| The root of the eventloop issue is not Node-specific. The real underlying issue here is that one CPU core is given too much work while others are more or less idle. Offloading some of the work to another process naturally solves this issue - It doesn't really matter that this other process is a Go program or a Node.js one - Both approaches would have solved the problem. Attributing credit to Go itself for solving the issue is disingenuous. If you ran Go as a single thread, you would also run into similar issues. The main advantage of Go is that it makes it easier to parallelize your code thanks to goroutines and channels (a single source file can encapsulate the logic of multiple concurrent processes). That said, I find that this 'ease of concurrency' makes Go code less readable. In Node.js, it's really easy to identify process boundaries since the child_process module forces you to put code into different files and communicate via loosely coupled IPC channels. Most of the Node.js vs Go arguments are weak. It's surprising that Node.js is still outpacing Go in popularity in spite of all this slander. |
Thats a rather defensive position for node in what is a very rare use case for the language. It's unsurprising Node.js is still outpacing Go, given the large number of JS developers and the fact that Go is pretty much worthless for hosting front end web applications (you won't find your favorite asset pipeline in Go).

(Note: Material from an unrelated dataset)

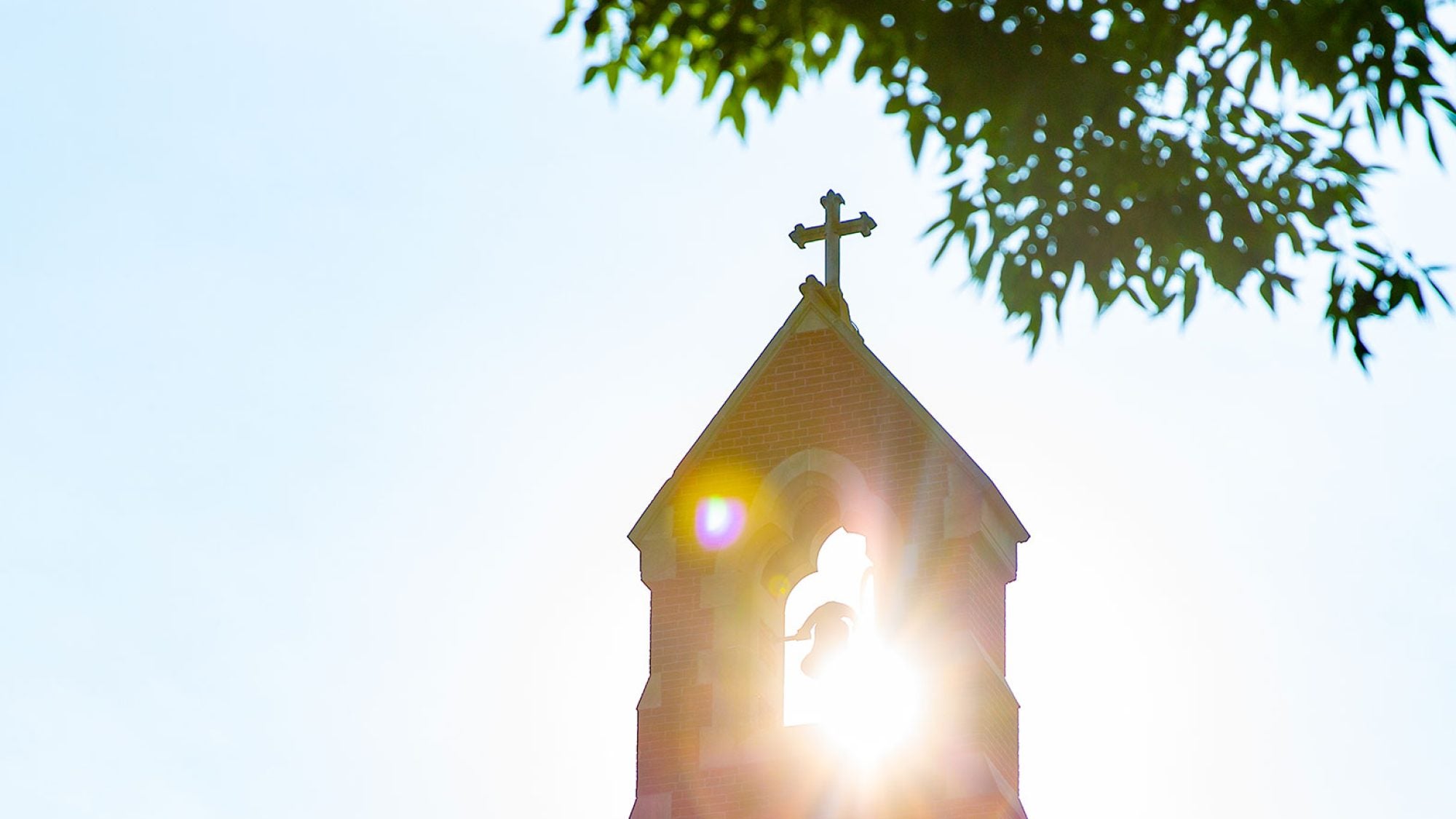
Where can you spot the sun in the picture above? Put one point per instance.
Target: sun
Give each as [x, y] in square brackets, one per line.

Its not surprising at all that they switched to a different language for data processing & pipelines, and its still somewhat surprising as that they chose Go, given that most teams in a situation like this would switch to the even more popular JVM/Spark/Storm/Kafka stack.
Finally, your statement that The real underlying issue here is that one CPU core is given too much work while others are more or less idle. isn't accurate - the issue is one thread was has too much work - no modern OS built in the last 20 years would allow a single process to hog all the CPU time unless you explicitly turned off the kernel's scheduling. The root of the eventloop issue, is eventloop specific and its even more Node-specific since the event loop is pretty much the only way to achieve concurrency in node. Other languages (like Go and Java) at least have options for other models of concurrency.
Consider the following - what if both processes got tied up? Do you just start another process? Would it feasible or wise to run 1000 processes (no it wont)? However this is a problem that you won't come across in Go by using goroutines and taking advantage of its scheduler, as you can easily run 1000s of goroutines performantly.
That said - this is a rather narrow use case to make the judgement that one language is better than the other - its just the case that Go is likely better suited for these kind of services.